The students’ reactions ranged from envious to unimpressed. “That’s stupid,” one of them said. “What else does he do?” a second asked. A third was a bit more generous: “I should make a video and become famous.”

The teacher, Susan Sommer, remembered Mr. Brolsma. He was a quiet kid, she said, with a good sense of humor and a flair for technology.

“Whenever there were computer problems, Gary and Corey would fix them for the school,” she said.

His friends say Mr. Brolsma has always had a creative side. He used to make satirical Prozac commercials on cassette tapes, for instance. He used to publish a newspaper with print so small you couldn’t read it with the naked eye.

“He was always very out there – he’s always been ambitious,” said Frank Gallo, a former classmate. “And he’s a big guy, but he’s never been ashamed.”

Another friend, Randal Reiman, said: “I’ve heard a lot of people say it’s not that impressive – it doesn’t have talent. But I say, Who cares?”

These days, Mr. Brolsma shuttles between the house and his job at Staples, his family said. He is distraught, embarrassed. His grandmother, Margaret Telkes, quoted him as saying, just the other day, “I want this to end.”

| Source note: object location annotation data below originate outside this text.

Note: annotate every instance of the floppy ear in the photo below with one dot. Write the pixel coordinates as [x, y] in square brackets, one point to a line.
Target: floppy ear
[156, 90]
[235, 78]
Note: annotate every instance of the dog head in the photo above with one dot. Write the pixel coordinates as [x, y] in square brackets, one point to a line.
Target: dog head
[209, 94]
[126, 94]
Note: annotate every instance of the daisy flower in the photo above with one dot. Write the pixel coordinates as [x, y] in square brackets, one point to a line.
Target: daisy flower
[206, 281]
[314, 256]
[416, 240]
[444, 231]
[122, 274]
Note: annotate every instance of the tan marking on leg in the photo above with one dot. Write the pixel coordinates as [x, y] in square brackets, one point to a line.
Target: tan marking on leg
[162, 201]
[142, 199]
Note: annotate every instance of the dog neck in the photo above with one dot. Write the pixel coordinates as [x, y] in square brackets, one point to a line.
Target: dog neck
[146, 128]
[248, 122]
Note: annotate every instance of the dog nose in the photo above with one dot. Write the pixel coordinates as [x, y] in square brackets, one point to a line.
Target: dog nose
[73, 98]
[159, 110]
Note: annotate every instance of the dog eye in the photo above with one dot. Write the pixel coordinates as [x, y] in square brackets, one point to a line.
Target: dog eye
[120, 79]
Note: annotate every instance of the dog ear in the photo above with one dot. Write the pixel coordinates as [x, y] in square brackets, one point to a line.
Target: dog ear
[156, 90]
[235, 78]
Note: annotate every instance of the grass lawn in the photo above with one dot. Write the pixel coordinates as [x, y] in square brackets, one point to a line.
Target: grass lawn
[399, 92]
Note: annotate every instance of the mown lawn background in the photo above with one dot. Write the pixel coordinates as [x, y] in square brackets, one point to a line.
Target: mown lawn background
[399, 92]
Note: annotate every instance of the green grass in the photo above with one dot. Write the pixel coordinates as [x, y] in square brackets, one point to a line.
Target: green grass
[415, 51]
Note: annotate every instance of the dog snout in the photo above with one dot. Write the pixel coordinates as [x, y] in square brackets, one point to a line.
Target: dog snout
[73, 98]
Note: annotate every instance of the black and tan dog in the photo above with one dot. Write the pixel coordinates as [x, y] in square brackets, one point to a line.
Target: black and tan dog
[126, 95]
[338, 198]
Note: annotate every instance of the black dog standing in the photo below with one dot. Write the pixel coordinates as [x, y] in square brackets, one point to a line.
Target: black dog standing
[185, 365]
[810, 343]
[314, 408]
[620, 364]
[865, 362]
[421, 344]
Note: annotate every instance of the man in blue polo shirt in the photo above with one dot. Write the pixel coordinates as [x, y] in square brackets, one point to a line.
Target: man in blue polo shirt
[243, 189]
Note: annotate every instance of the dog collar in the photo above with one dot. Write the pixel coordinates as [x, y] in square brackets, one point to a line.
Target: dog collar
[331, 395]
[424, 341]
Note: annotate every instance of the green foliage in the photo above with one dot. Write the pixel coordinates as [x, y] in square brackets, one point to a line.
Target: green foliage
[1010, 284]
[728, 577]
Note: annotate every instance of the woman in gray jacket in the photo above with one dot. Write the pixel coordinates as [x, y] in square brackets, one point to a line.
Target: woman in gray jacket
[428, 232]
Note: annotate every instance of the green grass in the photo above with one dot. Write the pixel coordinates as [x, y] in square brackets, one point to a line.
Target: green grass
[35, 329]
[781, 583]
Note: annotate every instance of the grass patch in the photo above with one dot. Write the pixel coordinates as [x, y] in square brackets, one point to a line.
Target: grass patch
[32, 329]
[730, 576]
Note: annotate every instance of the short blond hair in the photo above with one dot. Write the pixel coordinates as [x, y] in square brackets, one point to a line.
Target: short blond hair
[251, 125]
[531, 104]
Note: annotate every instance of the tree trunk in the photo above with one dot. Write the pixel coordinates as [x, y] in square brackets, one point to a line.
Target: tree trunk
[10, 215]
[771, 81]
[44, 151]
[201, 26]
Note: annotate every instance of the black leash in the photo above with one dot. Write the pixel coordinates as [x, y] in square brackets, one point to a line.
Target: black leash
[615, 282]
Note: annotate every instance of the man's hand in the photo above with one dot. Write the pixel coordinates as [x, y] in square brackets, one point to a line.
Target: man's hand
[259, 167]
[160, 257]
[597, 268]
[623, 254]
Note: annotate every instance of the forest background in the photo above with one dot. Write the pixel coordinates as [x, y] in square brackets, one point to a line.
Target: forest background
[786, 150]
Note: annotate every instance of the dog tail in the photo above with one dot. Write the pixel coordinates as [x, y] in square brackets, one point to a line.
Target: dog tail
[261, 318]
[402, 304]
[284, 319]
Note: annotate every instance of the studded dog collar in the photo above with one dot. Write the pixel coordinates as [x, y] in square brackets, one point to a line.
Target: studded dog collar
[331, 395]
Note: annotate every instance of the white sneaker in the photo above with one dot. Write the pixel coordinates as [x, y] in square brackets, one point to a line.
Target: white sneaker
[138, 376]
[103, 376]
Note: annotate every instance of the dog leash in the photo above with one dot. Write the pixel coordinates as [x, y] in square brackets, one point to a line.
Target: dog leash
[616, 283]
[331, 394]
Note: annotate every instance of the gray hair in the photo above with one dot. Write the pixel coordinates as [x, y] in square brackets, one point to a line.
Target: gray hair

And yet the work lives on. Mr. Fulp, the Webmaster, continues to receive online homages to the Numa Numa dance. The most recent showed what seemed to be a class of computer students singing in Romanian and, in unison, waving their hands.

Mr. Reiman figures the larger world has finally caught on to Gary Brolsma.

“He’s been entertaining us for years,” he said, “so it’s kind of like the rest of the world is realizing that Gary can make you smile.”